La sera ombra l'inquieta e valle morta nella pace ed il passaggio mutilo e feroce si chiude alla luce.
Un crepuscolo maledetto e bello, grandioso poema sofferto da una gente fatale esula crudelmente verso gli orizzonti oscurati delle ombre profonde.
un immenso dolore umano, come una melodia stanca, si stende nello spazio per onde, implorante.
O straniera, o mia dolce sorella in Maria, gli occhi non vedono più. Non dolce misticismo noi avvicina, ma la voce inesorabile e indistinguibile di una vendetta d'abisso, spira infinitamente mortale. Supera tal voce il mutismo amaro della notte e si sgrana come un rosario di cordoglio: 
- Sahak!... Sahak...!
Io dirò, o Straniera, la fonte di questa esistenza secreta, che erra da secoli senza memoria. Nessun furore simoniaco potrà disperdere la triste effusione d'anima che ci persegue:
- Sahak!... Sahak...!
La voce si lega alle rovine ed alle rocce fantastiche, agli ostacoli e agli impeti furiosi ottenebrati dalla follia. Questa voce dolente che piange nella notte asiatica, dicono i nostri vecchi, è il lamento eterno squisitamente vermiglio e melodicamente crudele, di un uccello doloroso, leggendario, che fu essere umano. 
                              
***

C'era una volta su questa terra d'angoscia, di incensi, di voluttà e di sangue, una madre.

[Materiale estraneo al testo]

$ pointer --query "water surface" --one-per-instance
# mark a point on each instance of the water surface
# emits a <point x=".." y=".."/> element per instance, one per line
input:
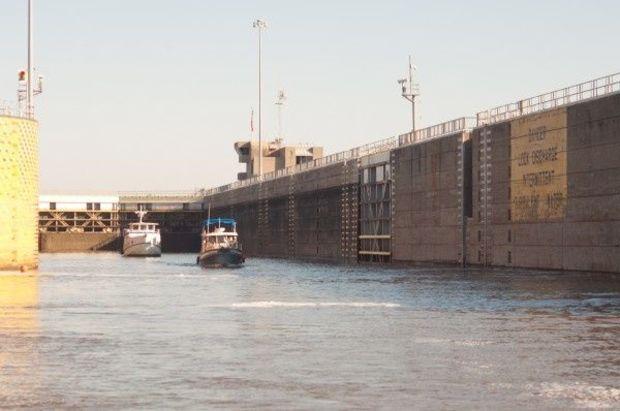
<point x="103" y="331"/>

Viveva nell'insidia degli amorosi domani, sola col figlio che si nomava Sahak, in un palagio di topazio da le porte di porfiro.
La gloria del suo sogno allegrava le tacite vie dai fremiti di silenzio. L'anima ebriata d'amori non era che una gioia delirante sotto l'azzurro innocente. il fuco ondulava le fiamme nel focolare e negli occhi di lei languidi e voluttuosi.

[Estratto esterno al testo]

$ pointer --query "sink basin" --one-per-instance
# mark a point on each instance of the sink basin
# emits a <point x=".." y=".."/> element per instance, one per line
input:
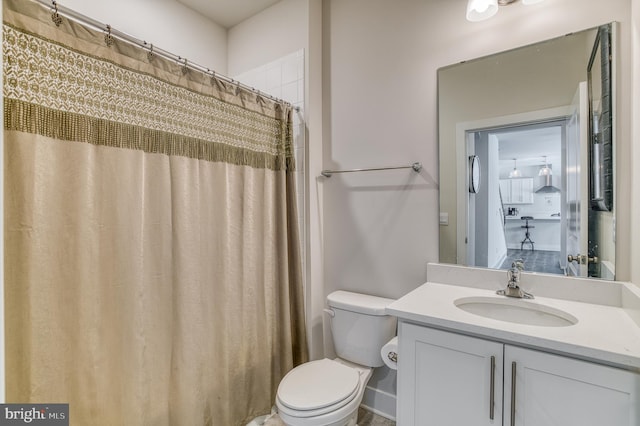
<point x="516" y="311"/>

Ed il suo figlio, luce d' suoi occhi, gioia delle sue gioie, maturava come un frutto d'oro di sole, per la vicina neve della sua età.
O Sogno!...
Non lontano dalla casa felice scorreva un'antica fiumana di perversa bellezza, come un perenne grondare d'opali, antica riviera su cui vagavano gli spiriti fatali...
Ogni volta che si gettava un ponte su le acque diaboliche il fiume imponeva che il primo passante fosse immolato in offerta agli abissi. Se no le onde, in un bizzarro doloroso concerto, gonfiandosi, inghiottivano il ponte.

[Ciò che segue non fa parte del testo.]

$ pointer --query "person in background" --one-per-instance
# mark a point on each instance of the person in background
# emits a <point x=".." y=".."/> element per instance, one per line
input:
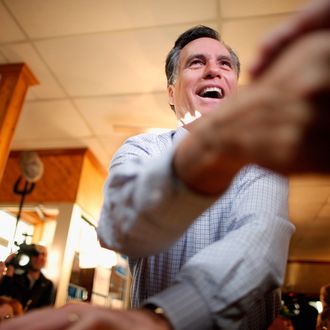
<point x="31" y="288"/>
<point x="323" y="320"/>
<point x="295" y="113"/>
<point x="9" y="308"/>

Così la volontà funesta e strana del fiume.
Sahak, il biondo fanciullo, attratto dall'ineffabile idillio delle acque, perduto nella dolcezza d'un sogno mattinale, passò per il primo un ponte novellamente costruito. Le acque traditrici seguirono l'ombra e annegarono negli abissi il ponte e l'angelico passante.
                                      
                                                  **

Al tramonto, invano attese la Madre il ritorno del figlio. La notte solitaria rientrò e trovò spenta la lampada sulla tavola di marmo.
L'attesa fu vana, la madre, a mezza notte, lo chiamò sui cammini alti e soli dei monti e delle valli.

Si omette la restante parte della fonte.